# Oak, and it's buoyancy.



## Henry (25 Apr 2013)

This is my most recent venture in aquascaping:



I wanted a large piece of wood or two as the main feature, so I found a rather large chunk of oak. The problem is, it doesn't sink. I've stacked rocks on it, as you can see, but I'm not sure how long I can stand to look at them shoved so awkwardly in my little environment.

Does anybody have experience of using pieces of this type of wood, and of this size? How long did it take to sink?

I'm thinking of screwing a piece of slate to the bottom, but I'd rather not. I dread dragging plants out with the wood when I come to remove it.

Many thanks.


----------



## Alastair (25 Apr 2013)

fantastic piece of wood youve found. it could take a good month or two before it becomes completely waterlogged and stays down


----------



## Henry (25 Apr 2013)

Thanks  I was so pleased when I found it. The hardscape is actually made up of two pieces of wood. The darker piece on the left is from a previous aquascape. I came to the conclusion that it'd end up looking like a single piece when stuff starts growing on it. Can't the water to clear up and everything to start growing in.

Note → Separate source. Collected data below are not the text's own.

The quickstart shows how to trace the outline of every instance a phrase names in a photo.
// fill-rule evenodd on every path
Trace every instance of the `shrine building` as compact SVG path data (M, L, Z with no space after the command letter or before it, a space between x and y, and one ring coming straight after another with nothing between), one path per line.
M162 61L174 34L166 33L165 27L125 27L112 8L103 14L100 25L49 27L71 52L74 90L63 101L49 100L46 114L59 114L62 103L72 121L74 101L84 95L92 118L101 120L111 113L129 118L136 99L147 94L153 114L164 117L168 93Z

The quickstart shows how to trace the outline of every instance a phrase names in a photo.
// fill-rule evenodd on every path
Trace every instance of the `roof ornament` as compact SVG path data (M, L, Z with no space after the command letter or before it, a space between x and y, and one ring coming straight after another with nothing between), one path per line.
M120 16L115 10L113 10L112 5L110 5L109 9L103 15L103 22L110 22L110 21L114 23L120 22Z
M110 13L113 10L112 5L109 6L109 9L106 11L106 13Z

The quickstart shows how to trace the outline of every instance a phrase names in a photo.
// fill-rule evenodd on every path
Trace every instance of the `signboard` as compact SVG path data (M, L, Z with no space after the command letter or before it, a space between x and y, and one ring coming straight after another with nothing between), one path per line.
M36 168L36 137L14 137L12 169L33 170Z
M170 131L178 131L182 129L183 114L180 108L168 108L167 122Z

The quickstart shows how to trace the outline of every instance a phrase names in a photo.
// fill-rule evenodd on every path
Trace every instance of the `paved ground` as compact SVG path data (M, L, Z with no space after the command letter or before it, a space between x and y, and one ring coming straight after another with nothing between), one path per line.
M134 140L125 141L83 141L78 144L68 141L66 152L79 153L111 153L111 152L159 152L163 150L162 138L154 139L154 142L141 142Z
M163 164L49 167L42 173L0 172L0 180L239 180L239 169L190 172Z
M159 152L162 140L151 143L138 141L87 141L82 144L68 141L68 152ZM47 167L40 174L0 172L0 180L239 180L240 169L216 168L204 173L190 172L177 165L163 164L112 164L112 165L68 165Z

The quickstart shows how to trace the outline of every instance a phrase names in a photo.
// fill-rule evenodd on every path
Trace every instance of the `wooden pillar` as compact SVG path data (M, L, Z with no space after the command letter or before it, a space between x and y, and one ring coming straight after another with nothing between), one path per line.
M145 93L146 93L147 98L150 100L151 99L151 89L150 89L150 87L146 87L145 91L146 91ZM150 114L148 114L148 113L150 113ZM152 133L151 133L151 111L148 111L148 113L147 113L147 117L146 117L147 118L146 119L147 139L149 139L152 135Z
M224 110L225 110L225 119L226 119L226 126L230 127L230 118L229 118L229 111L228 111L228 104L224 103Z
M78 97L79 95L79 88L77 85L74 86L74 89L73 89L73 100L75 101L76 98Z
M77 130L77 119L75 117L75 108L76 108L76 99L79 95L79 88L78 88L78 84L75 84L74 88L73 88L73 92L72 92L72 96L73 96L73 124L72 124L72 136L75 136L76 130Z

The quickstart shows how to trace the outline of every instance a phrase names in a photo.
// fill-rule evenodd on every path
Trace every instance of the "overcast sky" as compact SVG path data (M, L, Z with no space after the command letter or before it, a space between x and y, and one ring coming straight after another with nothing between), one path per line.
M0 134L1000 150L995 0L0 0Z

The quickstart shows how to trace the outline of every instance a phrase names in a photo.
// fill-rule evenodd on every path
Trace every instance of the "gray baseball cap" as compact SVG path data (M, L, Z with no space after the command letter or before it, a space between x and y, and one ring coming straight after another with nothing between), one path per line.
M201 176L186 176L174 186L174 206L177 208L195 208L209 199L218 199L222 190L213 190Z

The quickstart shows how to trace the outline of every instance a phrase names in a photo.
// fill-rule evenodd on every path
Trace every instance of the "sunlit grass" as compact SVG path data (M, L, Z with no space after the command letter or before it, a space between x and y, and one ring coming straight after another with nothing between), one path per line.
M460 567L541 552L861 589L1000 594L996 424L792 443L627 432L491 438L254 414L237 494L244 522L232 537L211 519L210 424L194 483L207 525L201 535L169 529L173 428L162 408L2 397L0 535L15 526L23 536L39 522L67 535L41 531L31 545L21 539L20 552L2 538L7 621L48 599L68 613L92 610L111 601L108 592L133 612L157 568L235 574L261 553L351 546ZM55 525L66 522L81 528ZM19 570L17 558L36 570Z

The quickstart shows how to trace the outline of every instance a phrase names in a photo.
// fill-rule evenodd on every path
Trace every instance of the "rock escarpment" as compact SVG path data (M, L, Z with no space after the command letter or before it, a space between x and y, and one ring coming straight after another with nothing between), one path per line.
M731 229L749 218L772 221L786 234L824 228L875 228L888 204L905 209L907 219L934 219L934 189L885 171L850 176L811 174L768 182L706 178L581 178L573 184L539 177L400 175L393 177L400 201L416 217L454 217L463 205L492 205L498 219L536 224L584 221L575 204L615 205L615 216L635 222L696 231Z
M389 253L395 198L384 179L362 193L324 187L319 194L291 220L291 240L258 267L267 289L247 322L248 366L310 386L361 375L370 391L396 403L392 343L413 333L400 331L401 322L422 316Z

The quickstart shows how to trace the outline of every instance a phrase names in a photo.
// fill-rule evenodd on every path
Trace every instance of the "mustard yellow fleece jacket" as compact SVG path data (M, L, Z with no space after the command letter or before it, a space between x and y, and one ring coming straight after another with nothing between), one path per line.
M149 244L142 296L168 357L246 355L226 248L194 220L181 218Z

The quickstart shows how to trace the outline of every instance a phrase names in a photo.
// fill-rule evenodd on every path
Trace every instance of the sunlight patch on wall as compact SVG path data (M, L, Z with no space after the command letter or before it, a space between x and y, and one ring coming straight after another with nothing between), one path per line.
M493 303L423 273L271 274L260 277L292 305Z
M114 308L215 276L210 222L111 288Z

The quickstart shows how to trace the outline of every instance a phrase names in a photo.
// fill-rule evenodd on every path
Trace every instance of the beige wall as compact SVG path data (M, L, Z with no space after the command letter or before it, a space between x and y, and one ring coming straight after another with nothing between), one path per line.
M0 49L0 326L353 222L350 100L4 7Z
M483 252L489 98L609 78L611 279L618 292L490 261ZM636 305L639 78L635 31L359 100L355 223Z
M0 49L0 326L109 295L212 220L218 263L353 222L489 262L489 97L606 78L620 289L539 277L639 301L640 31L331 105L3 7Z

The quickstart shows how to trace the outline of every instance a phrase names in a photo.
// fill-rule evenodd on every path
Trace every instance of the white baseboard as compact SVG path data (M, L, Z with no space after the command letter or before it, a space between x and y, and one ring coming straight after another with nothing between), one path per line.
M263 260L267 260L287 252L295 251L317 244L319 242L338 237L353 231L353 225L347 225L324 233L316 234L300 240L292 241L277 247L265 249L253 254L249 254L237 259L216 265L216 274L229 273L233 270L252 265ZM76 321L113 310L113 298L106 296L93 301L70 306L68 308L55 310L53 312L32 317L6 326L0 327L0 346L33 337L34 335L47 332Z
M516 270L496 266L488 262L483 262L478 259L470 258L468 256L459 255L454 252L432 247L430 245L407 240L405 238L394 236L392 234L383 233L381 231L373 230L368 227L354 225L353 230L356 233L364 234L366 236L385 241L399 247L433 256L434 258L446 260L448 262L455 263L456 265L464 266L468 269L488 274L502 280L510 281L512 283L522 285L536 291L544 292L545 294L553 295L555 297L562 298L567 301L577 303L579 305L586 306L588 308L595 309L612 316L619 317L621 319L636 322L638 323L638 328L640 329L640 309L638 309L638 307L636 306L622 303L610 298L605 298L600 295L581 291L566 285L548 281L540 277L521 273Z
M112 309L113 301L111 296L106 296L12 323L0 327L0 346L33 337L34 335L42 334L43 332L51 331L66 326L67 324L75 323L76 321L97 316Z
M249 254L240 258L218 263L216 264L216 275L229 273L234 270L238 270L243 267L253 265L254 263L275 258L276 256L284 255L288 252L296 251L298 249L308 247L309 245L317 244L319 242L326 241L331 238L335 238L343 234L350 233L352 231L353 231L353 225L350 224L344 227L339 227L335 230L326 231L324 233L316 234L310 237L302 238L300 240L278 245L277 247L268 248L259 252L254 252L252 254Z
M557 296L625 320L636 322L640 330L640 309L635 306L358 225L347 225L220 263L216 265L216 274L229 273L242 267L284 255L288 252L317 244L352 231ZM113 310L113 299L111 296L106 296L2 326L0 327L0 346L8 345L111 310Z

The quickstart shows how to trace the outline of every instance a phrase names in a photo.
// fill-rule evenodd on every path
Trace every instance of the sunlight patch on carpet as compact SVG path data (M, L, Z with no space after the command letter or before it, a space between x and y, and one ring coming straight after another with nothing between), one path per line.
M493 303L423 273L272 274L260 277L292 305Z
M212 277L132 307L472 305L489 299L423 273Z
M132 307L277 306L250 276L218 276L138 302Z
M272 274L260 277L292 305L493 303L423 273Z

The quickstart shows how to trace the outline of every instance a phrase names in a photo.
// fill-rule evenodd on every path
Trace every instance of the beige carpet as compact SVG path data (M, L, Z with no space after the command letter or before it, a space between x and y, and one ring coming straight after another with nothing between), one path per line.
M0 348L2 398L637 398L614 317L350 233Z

Is there any possibility that it will never become properly waterlogged? A bit of reading on t'internet indicates that some woods never properly sink (not sure how this is possible however).


----------



## John S (25 Apr 2013)

I've used smaller pieces of Oak and they do sink after a while.


----------



## Henry (25 Apr 2013)

davem said:


> I've used smaller pieces of Oak and they do sink after a while.


 
What sort of time scale did you experience?


----------



## John S (25 Apr 2013)

I had some smaller branches about 12 to 15 inches, no more than an inch wide, and they took about 3 to 4 weeks.


----------



## Henry (25 Apr 2013)

Excellent. Thank you both for your input. I can live with the rocks blighting my scape now that I know they'll be gone before long.


----------